More

nirinor · 2025-11-02T14:40:53 1762094453

Its a nit pick, but backpropagation is getting a bad rep here. These examples are about gradients+gradient descent variants being a leaky abstraction for optimization [1].

Backpropagation is a specific algorithm for computing gradients of composite functions, but even the failures that do come from composition (multiple sequential sigmoids cause exponential gradient decay) are not backpropagation specific: that's just how the gradients behave for that function, whatever algorithm you use. The remedy, of having people calculate their own backwards pass, is useful because people are _calculating their own derivatives_ for the functions, and get a chance to notice the exponents creeping in. Ask me how I know ;)

[1] Gradients being zero would not be a problem with a global optimization algorithm (which we don't use because they are impractical in high dimensions). Gradients getting very small might be dealt with by with tools like line search (if they are small in all directions) or approximate newton methods (if small in some directions but not others). Not saying those are better solutions in this context, just that optimization(+modeling) are the actually hard parts, not the way gradients are calculated.

xpe · 2025-11-02T15:44:42 1762098282

Yes. No need to be apologetic or timid about it — it’s not a nit to push back against a flawed conceptual framing.

I respect Karpathy’s contributions to the field, but often I find his writing and speaking to be more than imprecise — it is sloppy in the sense that it overreaches and butchers key distinctions. This may sound harsh, but at his level, one is held to a higher standard.

embedding-shape · 2025-11-02T16:03:51 1762099431

> often I find his writing and speaking to be more than imprecise

I think that's more because he's trying to write to an audience who isn't hardcore deep into ML already, so he simplifies a lot, sometimes to the detriment of accuracy.

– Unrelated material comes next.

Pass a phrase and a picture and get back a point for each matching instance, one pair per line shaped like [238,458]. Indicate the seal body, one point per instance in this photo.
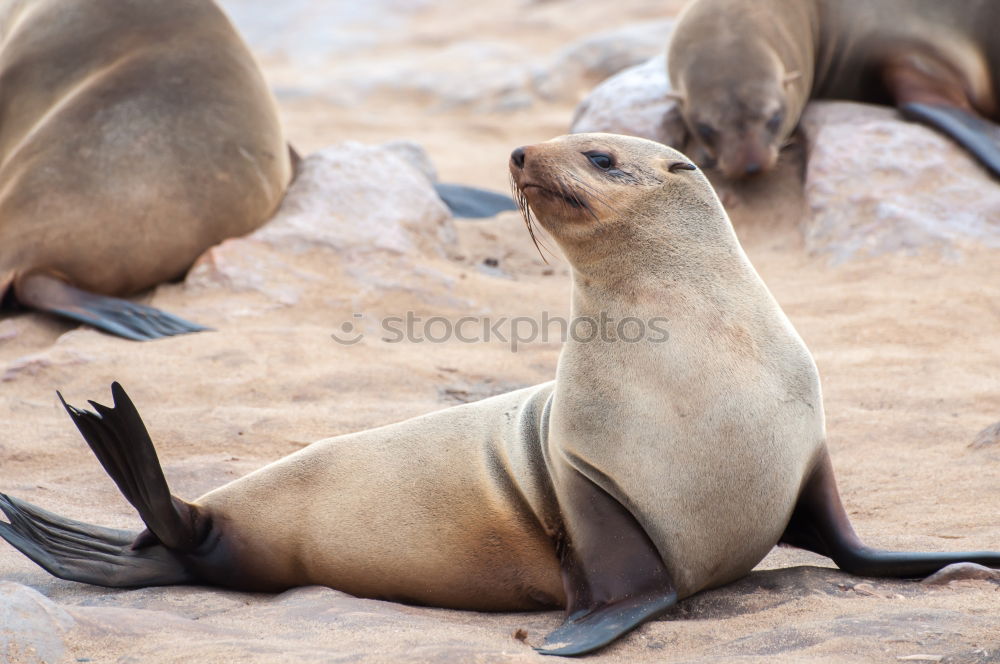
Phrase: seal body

At this point I see him more as a "ML educator" than "ML practitioner" or "ML researcher", and as far as I know, he's moving in that direction on purpose, and I have no qualms with it overall, he seems good at educating.

But I think shifting the mindset of what the purpose of his writings are maybe help understand why sometimes it feels imprecise.

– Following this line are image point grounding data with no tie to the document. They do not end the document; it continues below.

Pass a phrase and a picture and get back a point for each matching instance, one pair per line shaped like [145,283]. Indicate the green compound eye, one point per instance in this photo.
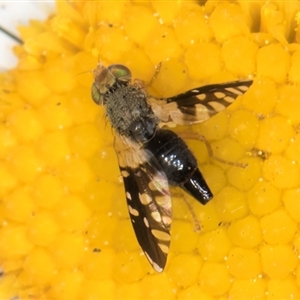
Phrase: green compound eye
[120,72]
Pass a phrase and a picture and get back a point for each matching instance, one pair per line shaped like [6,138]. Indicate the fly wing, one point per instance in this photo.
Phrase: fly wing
[198,105]
[148,199]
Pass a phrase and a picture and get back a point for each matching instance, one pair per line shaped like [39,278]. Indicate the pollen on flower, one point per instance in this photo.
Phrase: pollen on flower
[65,232]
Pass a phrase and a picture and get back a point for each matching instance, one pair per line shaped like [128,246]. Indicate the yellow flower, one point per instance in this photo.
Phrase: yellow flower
[65,231]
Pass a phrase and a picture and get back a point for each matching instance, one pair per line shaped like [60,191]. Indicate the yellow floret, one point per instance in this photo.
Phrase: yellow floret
[65,232]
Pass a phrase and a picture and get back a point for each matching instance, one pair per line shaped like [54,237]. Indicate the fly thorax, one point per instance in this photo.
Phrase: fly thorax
[130,114]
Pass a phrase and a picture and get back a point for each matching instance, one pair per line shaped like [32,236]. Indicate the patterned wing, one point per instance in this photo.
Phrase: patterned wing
[148,199]
[199,104]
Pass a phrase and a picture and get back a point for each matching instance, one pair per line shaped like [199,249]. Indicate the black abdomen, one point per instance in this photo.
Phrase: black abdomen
[179,164]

HarHarVeryFunny · 2025-11-02T16:48:48 1762102128

Whoever chose this topic title perhaps did him a disservice in suggesting he said the problem was backprop itself, since in his blog post he immediately clarifies what he meant by it. It's a nice pithy way of stating the issue though.

nirinor · 2025-11-02T17:25:52 1762104352

Nah, Karpathy's title is "Yes you should understand backprop", and his first highlight is "The problem with Backpropagation is that it is a leaky abstraction." This is his choice as a communicator, not the poster to HN.

And his _examples_ are about gradients, but nowhere does he distinguish between backpropagation, a (part of) an algorithm for automatic differentiation and the gradients themselves. None of the issues are due to BP returning incorrect gradients (it totally could, for example, lose too much precision, but it doesn't).

HarHarVeryFunny · 2025-11-02T17:38:38 1762105118

Yeah - he chose it as a pithy/catchy description of the issue, then immediately clarified what he meant by it.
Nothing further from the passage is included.